The Conservatives deployed anti-ULEZ adverts on Facebook in March and April that were seen on more than three million occasions, DeSmog research has found. 

The party has engaged in a concerted online campaign against the expansion of London Mayor Sadiq Khan’s Ultra Low Emission Zone (ULEZ), which has been the subject of more than a quarter (28.4 percent) of the 88 adverts that were launched during this period.

Although London boroughs are not going to the polls in the 2023 local elections coming up on on 4 May, the proposed ULEZ expansion has been a key campaign issue in the areas bordering the capital, many of which are set to vote. 

According to Facebook data, the Conservative Party’s 25 anti-ULEZ adverts were seen between 3 to 3.5 million times, at a cost to the party of up to £19,100.

This is despite the government’s 2021 Decarbonising Transport Plan, which lauded the Labour mayor’s efforts on air pollution for its “significant impact on air quality” and on “reducing the number of older, more polluting vehicles that enter London’s central zone.”

Grant Shapps, who was at the time transport secretary and now serves as energy security and net zero secretary, wrote in the foreword to the plan: “We cannot pile ever more cars, delivery vans and taxis onto the same congested urban roads. That would be difficult for the roads, let alone the planet, to tolerate. As we build back better from the pandemic, it will be essential to avoid a car-led recovery.”

Khan intends to expand the ULEZ, which was first introduced in April 2019, to all London boroughs from August this year. Under the scheme, a daily charge of £12.50 will be levied on those who drive polluting vehicles that don’t meet minimum standards for exhaust fumes. Virtually all new cars sold in the UK since 2005 meet ULEZ emissions standards. The ULEZ currently only covers the area within London’s north and south circular roads.

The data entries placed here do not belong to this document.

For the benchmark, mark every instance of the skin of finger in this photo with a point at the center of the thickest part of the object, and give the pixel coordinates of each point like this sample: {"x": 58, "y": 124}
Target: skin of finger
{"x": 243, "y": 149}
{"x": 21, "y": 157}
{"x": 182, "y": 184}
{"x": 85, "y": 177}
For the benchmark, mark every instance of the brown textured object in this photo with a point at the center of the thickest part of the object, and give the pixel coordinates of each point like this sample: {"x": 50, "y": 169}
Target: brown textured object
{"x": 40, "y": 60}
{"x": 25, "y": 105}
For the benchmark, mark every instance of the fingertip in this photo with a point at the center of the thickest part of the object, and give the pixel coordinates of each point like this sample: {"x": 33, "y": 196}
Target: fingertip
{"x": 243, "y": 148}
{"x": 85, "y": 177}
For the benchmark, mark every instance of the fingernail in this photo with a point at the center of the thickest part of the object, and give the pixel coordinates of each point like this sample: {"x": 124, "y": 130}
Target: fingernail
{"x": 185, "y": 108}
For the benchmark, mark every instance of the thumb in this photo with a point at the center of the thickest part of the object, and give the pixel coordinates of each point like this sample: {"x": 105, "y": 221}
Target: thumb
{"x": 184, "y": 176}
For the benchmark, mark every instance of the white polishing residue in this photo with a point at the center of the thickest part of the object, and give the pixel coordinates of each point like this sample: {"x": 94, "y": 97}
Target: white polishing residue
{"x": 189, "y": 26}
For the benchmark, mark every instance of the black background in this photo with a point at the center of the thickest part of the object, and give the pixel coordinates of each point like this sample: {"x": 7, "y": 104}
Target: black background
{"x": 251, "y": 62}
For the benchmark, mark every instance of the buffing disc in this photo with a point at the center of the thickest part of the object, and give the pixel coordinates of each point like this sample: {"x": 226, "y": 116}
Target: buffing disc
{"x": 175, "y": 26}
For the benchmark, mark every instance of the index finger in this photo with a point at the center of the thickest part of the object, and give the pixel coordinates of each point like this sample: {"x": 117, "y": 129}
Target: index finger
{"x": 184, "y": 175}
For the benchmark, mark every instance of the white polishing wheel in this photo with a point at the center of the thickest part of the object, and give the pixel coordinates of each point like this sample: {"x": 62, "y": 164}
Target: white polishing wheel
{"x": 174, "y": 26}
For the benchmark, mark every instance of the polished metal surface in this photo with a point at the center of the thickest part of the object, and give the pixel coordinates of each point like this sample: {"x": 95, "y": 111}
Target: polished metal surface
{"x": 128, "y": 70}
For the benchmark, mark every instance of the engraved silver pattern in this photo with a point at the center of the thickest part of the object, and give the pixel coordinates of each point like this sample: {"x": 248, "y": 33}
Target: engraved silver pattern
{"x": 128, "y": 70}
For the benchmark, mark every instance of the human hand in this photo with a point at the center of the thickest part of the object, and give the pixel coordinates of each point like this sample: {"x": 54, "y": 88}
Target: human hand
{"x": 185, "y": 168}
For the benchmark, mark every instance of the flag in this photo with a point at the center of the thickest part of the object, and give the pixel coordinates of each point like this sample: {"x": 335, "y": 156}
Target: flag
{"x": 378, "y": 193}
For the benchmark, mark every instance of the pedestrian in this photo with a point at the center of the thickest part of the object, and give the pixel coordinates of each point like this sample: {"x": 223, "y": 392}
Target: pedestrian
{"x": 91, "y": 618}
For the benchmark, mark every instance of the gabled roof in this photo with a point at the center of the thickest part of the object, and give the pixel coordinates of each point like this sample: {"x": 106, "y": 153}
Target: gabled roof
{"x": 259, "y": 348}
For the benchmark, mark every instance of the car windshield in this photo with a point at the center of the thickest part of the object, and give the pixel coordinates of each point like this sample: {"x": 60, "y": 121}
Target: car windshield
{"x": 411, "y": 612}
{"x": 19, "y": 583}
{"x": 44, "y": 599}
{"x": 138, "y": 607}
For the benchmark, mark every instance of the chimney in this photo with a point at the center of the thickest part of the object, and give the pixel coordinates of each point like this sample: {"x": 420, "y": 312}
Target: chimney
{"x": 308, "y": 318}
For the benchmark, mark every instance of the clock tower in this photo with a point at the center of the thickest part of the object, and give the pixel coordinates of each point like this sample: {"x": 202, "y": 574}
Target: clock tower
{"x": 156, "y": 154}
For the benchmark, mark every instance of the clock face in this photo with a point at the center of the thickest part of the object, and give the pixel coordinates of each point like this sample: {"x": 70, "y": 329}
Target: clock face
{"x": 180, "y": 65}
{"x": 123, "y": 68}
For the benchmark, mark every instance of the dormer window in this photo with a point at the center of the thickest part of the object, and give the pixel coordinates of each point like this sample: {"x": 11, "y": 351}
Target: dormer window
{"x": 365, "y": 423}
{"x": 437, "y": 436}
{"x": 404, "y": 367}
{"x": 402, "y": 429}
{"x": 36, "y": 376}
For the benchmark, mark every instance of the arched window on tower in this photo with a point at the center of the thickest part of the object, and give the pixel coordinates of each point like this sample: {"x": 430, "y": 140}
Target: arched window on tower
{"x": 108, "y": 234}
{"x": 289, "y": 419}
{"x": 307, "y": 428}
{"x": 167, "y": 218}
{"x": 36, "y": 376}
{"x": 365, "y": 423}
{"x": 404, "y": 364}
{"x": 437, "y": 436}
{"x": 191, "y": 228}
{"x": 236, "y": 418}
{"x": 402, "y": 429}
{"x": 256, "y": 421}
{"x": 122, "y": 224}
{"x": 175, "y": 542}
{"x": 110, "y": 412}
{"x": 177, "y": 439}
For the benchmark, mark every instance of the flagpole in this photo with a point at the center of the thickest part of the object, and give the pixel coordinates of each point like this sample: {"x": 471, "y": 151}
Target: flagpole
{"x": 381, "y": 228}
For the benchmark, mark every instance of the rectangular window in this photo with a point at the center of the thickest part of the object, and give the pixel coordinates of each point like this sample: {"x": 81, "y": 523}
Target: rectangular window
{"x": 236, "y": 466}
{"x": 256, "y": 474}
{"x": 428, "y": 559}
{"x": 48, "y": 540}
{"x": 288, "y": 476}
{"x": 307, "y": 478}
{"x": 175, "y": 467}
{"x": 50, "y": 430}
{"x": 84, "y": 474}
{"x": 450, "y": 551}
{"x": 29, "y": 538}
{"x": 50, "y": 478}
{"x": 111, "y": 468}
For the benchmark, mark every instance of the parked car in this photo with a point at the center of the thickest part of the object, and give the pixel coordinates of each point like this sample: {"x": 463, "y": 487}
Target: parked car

According to a City Hall report published in February, harmful pollution levels in central London have reduced by 46 percent compared to a scenario without the ULEZ. The scheme has brought a 56 percent reduction in nitrogen dioxide levels in central London, 47 percent in inner London, and 37 percent in outer London, compared to levels in 2017. The report was carried out by City Hall and independently peer reviewed by Dr Gary Fuller at Imperial College London.

“The Conservatives should spend less time trying to turn ULEZ into a culture war, and more time getting on with the job of cleaning up the air in our cities,” Hirra Khan Adeogun, head of Car Free Cities at climate charity Possible, told DeSmog.

“All the science shows that our toxic air is a public health emergency, and all the evidence shows that getting the dirtiest cars off our roads has a hugely positive impact on the air we’re all breathing.”

The Facebook Offensive

The Conservative adverts are all strongly critical of the ULEZ expansion. Some of the adverts link to news stories highlighting negative impacts – which are highly disputed – of the expansion on small businesses while others feature pictures of Khan and Labour Leader Keir Starmer, calling the expansion a “driving charge”. 

All of the adverts link to a Conservative petition to “stop Labour’s ULEZ expansion”. Experts in election data laws have previously criticised the Tories for using petitions and polls to harvest data from signatories without consent.

The reach of the anti-ULEZ adverts has also increased over the last two months – from up to 1.53 million in March, to up to 1.93 million in April. 

The advert with the highest reach ran between 12 and 29 April and was seen between 800,000 and 900,000 times. Facebook data shows that the Conservatives spent between £4,000 and £4,500 on this advert, which featured the text from a BBC article noting that “More than 1 [million] people outside London” are set to be affected by the ULEZ expansion.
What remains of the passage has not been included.